On 4/19/2011 7:49 PM, bearophile wrote:
In Bugzilla I have just added an enhancement request that asks for a little
change in D, I don't know if it was already discussed or if it's already
present in Bugzilla:
http://d.puremagic.com/issues/show_bug.cgi?id=5864
In a program like this:
void main() {
uint x = 10_000;
ubyte b = x;
}
DMD 2.052 raises a compilation error like this, because the b=x assignment may
lose some information, some bits of x:
test.d(3): Error: cannot implicitly convert expression (x) of type uint to ubyte
I think that a safe and good system language has to help avoid unwanted
(implicit) loss of information during data conversions.
This is a case of loss of precision where D generates no compile errors:
import std.stdio;
void main() {
real f1 = 1.0000111222222222333;
writefln("%.19f", f1);
double f2 = f1; // loss of FP precision
writefln("%.19f", f2);
float f3 = f2; // loss of FP precision
writefln("%.19f", f3);
}
Despite some information is lost, see the output:
1.0000111222222222332
1.0000111222222223261
1.0000110864639282226
So one possible way to face this situation is to statically disallow double=>float,
real=>float, and real=>double conversions (on some computers real=>double
conversions don't cause loss of information, but I suggest to ignore this, to increase code
portability), and introduce compile-time errors like:
test.d(5): Error: cannot implicitly convert expression (f1) of type real to
double
test.d(7): Error: cannot implicitly convert expression (f2) of type double to
float
Today float values seem less useful, because with serial CPU instructions the
performance difference between operations on float and double is often not
important, and often you want the precision of doubles. But modern CPUs (and
current GPUs) have vector operations too. They are currently able to perform
operations on 4 float values or 2 double values (or 8 float or 4 doubles) at the
same time for each instruction. Such vector instructions are sometimes used
directly in C-GCC code using SSE intrinsics, or come out of auto-vectorization
optimization of loops done by GCC on normal serial C code. In this situation the
usage of float instead of double gives almost a twofold performance increase.

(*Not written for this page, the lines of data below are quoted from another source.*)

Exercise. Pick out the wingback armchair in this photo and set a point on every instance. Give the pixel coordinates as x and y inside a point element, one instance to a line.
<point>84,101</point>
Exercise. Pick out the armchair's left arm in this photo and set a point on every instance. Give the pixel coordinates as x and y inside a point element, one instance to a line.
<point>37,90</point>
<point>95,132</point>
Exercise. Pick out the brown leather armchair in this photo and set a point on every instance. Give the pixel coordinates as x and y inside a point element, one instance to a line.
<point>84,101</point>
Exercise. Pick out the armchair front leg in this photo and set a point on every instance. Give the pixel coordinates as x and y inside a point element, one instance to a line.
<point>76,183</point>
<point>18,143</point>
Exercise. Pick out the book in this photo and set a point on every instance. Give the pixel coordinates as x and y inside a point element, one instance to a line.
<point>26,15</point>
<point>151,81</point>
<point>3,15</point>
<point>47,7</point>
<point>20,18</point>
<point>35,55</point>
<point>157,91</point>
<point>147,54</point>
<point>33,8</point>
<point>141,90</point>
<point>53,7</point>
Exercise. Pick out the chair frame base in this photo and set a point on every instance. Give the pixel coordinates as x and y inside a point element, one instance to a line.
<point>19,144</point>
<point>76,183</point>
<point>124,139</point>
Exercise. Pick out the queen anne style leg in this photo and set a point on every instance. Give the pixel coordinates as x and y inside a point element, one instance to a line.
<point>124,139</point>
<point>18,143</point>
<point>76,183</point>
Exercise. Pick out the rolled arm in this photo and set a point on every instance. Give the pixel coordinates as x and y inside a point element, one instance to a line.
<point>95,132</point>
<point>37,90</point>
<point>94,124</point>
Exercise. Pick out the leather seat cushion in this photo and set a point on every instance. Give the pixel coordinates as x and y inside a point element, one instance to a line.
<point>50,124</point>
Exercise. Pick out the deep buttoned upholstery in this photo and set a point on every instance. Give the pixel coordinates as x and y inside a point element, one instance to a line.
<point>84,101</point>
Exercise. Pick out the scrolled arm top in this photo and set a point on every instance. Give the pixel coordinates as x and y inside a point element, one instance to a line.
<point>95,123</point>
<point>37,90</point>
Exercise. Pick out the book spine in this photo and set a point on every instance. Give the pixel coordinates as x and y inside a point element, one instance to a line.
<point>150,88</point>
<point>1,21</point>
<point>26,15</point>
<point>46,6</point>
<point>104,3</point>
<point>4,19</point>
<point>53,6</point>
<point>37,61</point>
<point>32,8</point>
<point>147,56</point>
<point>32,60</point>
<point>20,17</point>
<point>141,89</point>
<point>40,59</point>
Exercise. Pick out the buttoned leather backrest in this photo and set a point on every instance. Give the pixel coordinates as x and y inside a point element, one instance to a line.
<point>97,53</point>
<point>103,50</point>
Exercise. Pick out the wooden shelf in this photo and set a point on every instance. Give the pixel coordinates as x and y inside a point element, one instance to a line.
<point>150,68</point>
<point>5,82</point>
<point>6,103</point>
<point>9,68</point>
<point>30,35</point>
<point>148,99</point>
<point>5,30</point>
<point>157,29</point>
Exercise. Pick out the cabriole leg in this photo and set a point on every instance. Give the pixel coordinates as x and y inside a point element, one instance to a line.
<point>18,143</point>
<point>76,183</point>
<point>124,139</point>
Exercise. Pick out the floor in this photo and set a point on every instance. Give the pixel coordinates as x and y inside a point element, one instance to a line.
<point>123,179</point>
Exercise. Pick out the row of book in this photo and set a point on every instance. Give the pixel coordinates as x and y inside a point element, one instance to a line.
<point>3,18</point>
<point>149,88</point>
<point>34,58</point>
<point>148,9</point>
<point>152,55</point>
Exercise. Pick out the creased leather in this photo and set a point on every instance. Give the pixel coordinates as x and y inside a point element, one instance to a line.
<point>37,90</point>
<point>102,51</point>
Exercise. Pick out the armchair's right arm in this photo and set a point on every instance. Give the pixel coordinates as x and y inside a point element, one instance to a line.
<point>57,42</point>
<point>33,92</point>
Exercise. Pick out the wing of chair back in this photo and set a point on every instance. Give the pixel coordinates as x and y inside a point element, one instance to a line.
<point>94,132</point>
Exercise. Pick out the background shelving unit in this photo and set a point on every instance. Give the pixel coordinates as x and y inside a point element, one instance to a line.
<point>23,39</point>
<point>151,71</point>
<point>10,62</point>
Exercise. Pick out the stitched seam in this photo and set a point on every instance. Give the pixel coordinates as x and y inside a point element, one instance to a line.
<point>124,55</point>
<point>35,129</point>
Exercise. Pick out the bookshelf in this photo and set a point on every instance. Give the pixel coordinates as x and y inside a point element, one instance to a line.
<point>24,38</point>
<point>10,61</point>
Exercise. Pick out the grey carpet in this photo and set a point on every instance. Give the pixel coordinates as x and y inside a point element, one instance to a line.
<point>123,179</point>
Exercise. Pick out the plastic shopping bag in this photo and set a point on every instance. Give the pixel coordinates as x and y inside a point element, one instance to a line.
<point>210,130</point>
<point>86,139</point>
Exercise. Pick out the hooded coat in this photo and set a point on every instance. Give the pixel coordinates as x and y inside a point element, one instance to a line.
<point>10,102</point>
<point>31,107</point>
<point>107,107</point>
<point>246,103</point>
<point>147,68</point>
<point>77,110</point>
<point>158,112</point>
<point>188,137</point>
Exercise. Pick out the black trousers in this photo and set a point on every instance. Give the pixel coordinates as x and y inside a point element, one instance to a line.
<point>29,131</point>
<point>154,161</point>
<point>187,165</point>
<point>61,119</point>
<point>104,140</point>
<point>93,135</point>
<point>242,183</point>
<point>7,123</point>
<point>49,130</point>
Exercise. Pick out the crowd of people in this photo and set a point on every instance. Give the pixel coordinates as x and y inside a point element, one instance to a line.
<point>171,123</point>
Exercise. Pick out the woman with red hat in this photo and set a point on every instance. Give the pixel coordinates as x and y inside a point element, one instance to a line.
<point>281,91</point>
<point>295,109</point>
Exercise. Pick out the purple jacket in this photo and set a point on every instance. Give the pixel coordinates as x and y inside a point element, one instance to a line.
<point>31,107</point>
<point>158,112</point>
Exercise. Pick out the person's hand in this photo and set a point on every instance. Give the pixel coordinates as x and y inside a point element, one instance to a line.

There are programs (like certain ray-tracing code) where the precision of a float
is enough. So a compile-time error that catches currently implicit
double->float conversions may help the programmer avoid unwanted usages of
doubles that allow the compiler to pack 4/8 floats in a vecto
r register during loop vectorizations.
Partially related note: currently std.math doesn't seem to use the cosf, sinf C
functions, but it uses sqrtf:
import std.math: sqrt, sin, cos;
void main() {
float x = 1.0f;
static assert(is(typeof( sqrt(x) ) == float)); // OK
static assert(is(typeof( sin(x) ) == float)); // ERR
static assert(is(typeof( cos(x) ) == float)); // ERR
}
Bye,
bearophile
Please, _NOOOOOOO!!_ The integer conversion errors are already arguably
too pedantic, make generic code harder to write and get in the way about
as often as they help. Floating point tends to degrade much more
gracefully than integer. Where integer narrowing can just be silently,
non-obviously and completely wrong, floating point narrowing will at
least be approximately right, or become infinity and be wrong in an
obvious way. I know what you suggest could prevent bugs in a lot of
cases, but it also has the potential to get in the way in a lot of cases.
Generally I worry about D's type system becoming like the Boy Who Cried
Wolf, where it flags so many potential errors (as opposed to things that
are definitely errors) that people become conditioned to just put in
whatever casts they need to shut it up. I definitely fell into that
when porting some 32-bit code that was sloppy with size_t vs. int to
64-bit. I knew there was no way it was going to be a problem, because
there was no way any of my arrays were going to be even within a few
orders of magnitude of int.max, but the compiler insisted on nagging me
about it and I reflexively just put in casts everywhere. A warning
_may_ be appropriate, but definitely not an error.